Where this comes from
Roughly half of the most popular ADHD videos online get the facts wrong — researchers actually counted (study published in PLOS One, 2025). So here's the deal: every claim we make has the real science under it, right here. And when a popular ADHD phrase is a nickname rather than a clinical fact, we'll say so — pretending otherwise would just make us part of the problem.
Plain-language up top, the actual papers below. Read what you want.
Claim 1
"You run on dopamine, not discipline."
Starting a boring task isn't a willpower test — it's a fuel problem. ADHD brains show real differences in the dopamine reward pathway, the system that decides whether something feels worth doing before you do it. Make a task new, urgent, or genuinely interesting and the fuel shows up. Same brain, different conditions.
- Volkow ND, Wang GJ, Newcorn JH, et al. (2011). "Motivation deficit in ADHD is associated with dysfunction of the dopamine reward pathway." Molecular Psychiatry, 16(11), 1147–1154.
- Volkow ND, Wang GJ, Kollins SH, et al. (2009). "Evaluating Dopamine Reward Pathway in ADHD: Clinical Implications." JAMA, 302(10), 1084–1091.
- Barkley RA (1997). "Behavioral inhibition, sustained attention, and executive functions: Constructing a unifying theory of ADHD." Psychological Bulletin, 121(1), 65–94.
Claim 2
"Out of sight, out of existence."
You don't forget the thing because you don't care. The ADHD brain struggles to hold goals, objects, and plans active in mind — especially the visual ones. The second it leaves your eyeline, it quietly drops off the list. That's why "keep it where you can see it" works so well.
- Martinussen R, Hayden J, Hogg-Johnson S, Tannock R (2005). "A Meta-Analysis of Working Memory Impairments in Children With ADHD." Journal of the American Academy of Child & Adolescent Psychiatry, 44(4), 377–384.
- Barkley RA (1997). Psychological Bulletin, 121(1), 65–94. (working memory as a core executive function in ADHD)
Claim 3
"Time blindness is real."
There are kind of only two times: now and not now. ADHD brains show measurable differences in how they perceive and reproduce time — so an internal clock you can't feel can't be budgeted. The move is to make time external: a timer you can actually watch.
- Noreika V, Falter CM, Rubia K (2013). "Timing deficits in attention-deficit/hyperactivity disorder (ADHD): Evidence from neurocognitive and neuroimaging studies." Neuropsychologia, 51(2), 235–266.
- Barkley RA (1997). ADHD and the Nature of Self-Control. New York: Guilford Press.
Claim 4
"A surprise call can feel like too much."
The freeze when the phone rings isn't rudeness. Two real things stack up: ADHD brains tend toward stronger emotional dysregulation (feelings hit harder and faster), and switching tasks on demand carries a real cognitive cost. A surprise call asks for both at once, with no runway. Texting "can I call you in 10?" gives your brain the runway it needed.
- Shaw P, Stringaris A, Nigg J, Leibenluft E (2014). "Emotion Dysregulation in Attention Deficit Hyperactivity Disorder." American Journal of Psychiatry, 171(3), 276–293.
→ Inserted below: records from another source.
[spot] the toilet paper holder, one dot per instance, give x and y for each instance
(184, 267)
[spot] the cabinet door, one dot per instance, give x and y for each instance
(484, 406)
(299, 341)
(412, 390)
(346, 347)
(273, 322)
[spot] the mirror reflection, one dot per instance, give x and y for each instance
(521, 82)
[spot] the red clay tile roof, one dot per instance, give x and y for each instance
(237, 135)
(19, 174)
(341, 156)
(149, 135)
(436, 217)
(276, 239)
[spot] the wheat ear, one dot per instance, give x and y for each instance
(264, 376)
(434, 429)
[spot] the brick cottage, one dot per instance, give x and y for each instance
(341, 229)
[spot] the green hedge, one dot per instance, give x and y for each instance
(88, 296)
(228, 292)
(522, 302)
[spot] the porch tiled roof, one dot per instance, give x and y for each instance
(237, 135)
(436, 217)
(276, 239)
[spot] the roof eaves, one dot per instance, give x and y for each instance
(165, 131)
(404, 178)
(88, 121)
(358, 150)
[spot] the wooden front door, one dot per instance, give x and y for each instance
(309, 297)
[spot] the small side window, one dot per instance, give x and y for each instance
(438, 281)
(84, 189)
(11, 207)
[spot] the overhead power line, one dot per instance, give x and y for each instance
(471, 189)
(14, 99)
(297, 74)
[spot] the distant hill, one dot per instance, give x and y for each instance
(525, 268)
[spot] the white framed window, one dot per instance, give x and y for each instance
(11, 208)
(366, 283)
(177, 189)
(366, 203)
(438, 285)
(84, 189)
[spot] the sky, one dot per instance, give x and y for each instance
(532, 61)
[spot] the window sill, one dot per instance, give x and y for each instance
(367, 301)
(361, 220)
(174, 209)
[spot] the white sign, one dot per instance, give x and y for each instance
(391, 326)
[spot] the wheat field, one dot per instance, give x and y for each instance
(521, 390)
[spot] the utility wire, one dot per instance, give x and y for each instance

- Beheshti A, Chavanon ML, Christiansen H (2020). "Emotion dysregulation in adults with ADHD: a meta-analysis." BMC Psychiatry, 20, 120.
- Cepeda NJ, Cepeda ML, Kramer AF (2000). "Task Switching and Attention Deficit Hyperactivity Disorder." Journal of Abnormal Child Psychology, 28(3). (the switching-cost piece)
- Dodson W. "Rejection Sensitive Dysphoria and ADHD," ADDitude — cited as the origin of the popular term, not as peer-reviewed research.
Claim 5
"Body doubling — you need a witness, not help."
Can't start the thing, even though it's right there? Having another person simply present — on a call, in the room, doing their own thing — often gets you moving. It's one of the most reliable tricks ADHD folks pass around.
- Zajonc RB (1965). "Social Facilitation." Science, 149(3681), 269–274. (the established mechanism nearest to body doubling)
- Emerging human-computer-interaction work on body doubling for ADHD exists in preprint / design-study form — promising, but not yet peer-reviewed efficacy trials. We'll add specific studies here as solid ones land.
How we handle sources
We link the real research, in human words. When a popular ADHD term is a nickname, we flag it. When the evidence is thin, we say "thin" instead of faking certainty. And if we get something wrong, tell us — hello@vivaadhd.com — and we'll fix it here.
Viva is educational, not medical advice — Viva's a squirrel, not a doctor. This is the science of how ADHD brains tend to work, plus what helps. If you're struggling, a real clinician is worth it.